Aaron Rodgers demostró en su debut con los Pittsburgh Steelers que aún tiene mucho que ofrecer en la NFL. Con 41 años, el veteranísimo mariscal lanzó cuatro pases de touchdown en un emocionante partido que culminó con una victoria de 34-32 sobre los New York Jets en el MetLife Stadium, un escenario que lo recibió con abucheos desde el inicio.
La narrativa del partido era perfecta: tras un tiempo marcado por lesiones y frustraciones en su paso por los Jets, Rodgers regresaba para enfrentar a su antiguo equipo en la Semana 1. La atmósfera estaba cargada de tensión, y los seguidores no escatimaron en recordarle su historia pasada con un estruendoso abucheo al pisar el campo.
El inicio del encuentro fue desafiante para Rodgers; en su primer jugada con el nuevo uniforme, fue capturado por Quinnen Williams, un excompañero. Sin embargo, su vasta experiencia pronto se hizo notar. Superó los nervios con una serie impresionante que culminó en un pase de touchdown de 22 yardas a Ben Skowronek, marcando el inicio de una actuación memorable en la que completó 22 de 30 pases para un total de 244 yardas.
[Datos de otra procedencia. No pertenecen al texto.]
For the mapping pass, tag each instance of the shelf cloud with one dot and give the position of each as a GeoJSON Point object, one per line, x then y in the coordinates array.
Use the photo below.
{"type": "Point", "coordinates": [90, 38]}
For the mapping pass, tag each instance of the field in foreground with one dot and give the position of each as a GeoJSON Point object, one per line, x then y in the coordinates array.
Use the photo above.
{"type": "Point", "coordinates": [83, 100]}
El juego estuvo lleno de alternancias, con Justin Fields, mariscal de los Jets, también en busca de redención ante su exequipo. Fields logró 218 yardas por aire, un pase de anotación y, además, hizo dos touchdowns con carreras, convirtiéndose en un competidor formidable. Su esfuerzo culminó en un engaño espectacular que lo llevó a la zona de anotación, adelantando a Nueva York 32-31 en el minuto final del encuentro. No obstante, su intento de conversión fallido dejó abierta la puerta para los Steelers.
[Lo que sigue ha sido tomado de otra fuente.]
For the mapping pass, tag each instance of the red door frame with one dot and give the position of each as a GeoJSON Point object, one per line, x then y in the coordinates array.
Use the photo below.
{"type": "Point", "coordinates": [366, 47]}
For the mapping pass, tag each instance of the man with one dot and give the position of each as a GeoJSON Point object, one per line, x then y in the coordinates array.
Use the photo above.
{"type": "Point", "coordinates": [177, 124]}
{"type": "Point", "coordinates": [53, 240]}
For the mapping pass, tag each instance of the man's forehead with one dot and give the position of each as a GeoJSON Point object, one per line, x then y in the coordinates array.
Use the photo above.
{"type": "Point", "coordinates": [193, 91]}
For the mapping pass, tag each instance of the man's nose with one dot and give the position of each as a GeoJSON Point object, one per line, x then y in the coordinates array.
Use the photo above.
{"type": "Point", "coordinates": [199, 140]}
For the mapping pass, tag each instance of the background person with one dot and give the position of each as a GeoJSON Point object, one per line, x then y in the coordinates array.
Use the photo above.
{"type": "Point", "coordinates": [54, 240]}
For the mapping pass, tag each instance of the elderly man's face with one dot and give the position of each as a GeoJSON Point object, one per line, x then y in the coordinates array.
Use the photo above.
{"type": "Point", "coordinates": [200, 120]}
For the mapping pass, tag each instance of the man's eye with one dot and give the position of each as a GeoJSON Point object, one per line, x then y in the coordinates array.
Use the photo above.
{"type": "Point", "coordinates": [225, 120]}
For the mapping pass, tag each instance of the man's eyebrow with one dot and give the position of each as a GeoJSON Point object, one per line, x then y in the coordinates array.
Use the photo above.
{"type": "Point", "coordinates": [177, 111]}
El desenlace del partido llegó con dramatismo. Rodgers llevó a Pittsburgh hasta la yarda 42 de los Jets y, tras una decisión intrépida por parte del entrenador Mike Tomlin, Chris Boswell fue enviado para ejecutar un gol de campo de 60 yardas. La ejecución fue perfecta, colocando a los Steelers en la delantera 34-32 con solo 63 segundos en el reloj.
Los Jets todavía disponían de tiempo para reaccionar. Fields intentó conectar con Garrett Wilson en una jugada clave, pero un certero golpe de Jalen Ramsey resultó en un fumble, acabando así con la ofensiva neoyorquina. Con el triunfo a su alcance, Rodgers se hincó, sellando una victoria que tuvo grandes tintes de venganza personal.
La victoria no solo significó el primer triunfo de la temporada para Pittsburgh, también ratificó que la apuesta por Rodgers es prometedora. A pesar de los abucheos y la tensión de su regreso a Nueva York, el mariscal dejó el MetLife Stadium con una sonrisa, silenciando así a quienes dudaban de sus capacidades en la NFL.
Este emocionante partido pone de manifiesto que la experiencia y el talento de Rodgers siguen siendo fundamentales para el futuro de los Steelers, y su actuación no solo quedó en la historia de este match, sino que también establece un precedente para el resto de la temporada, dejando claro que su carrera está lejos de llegar a su fin.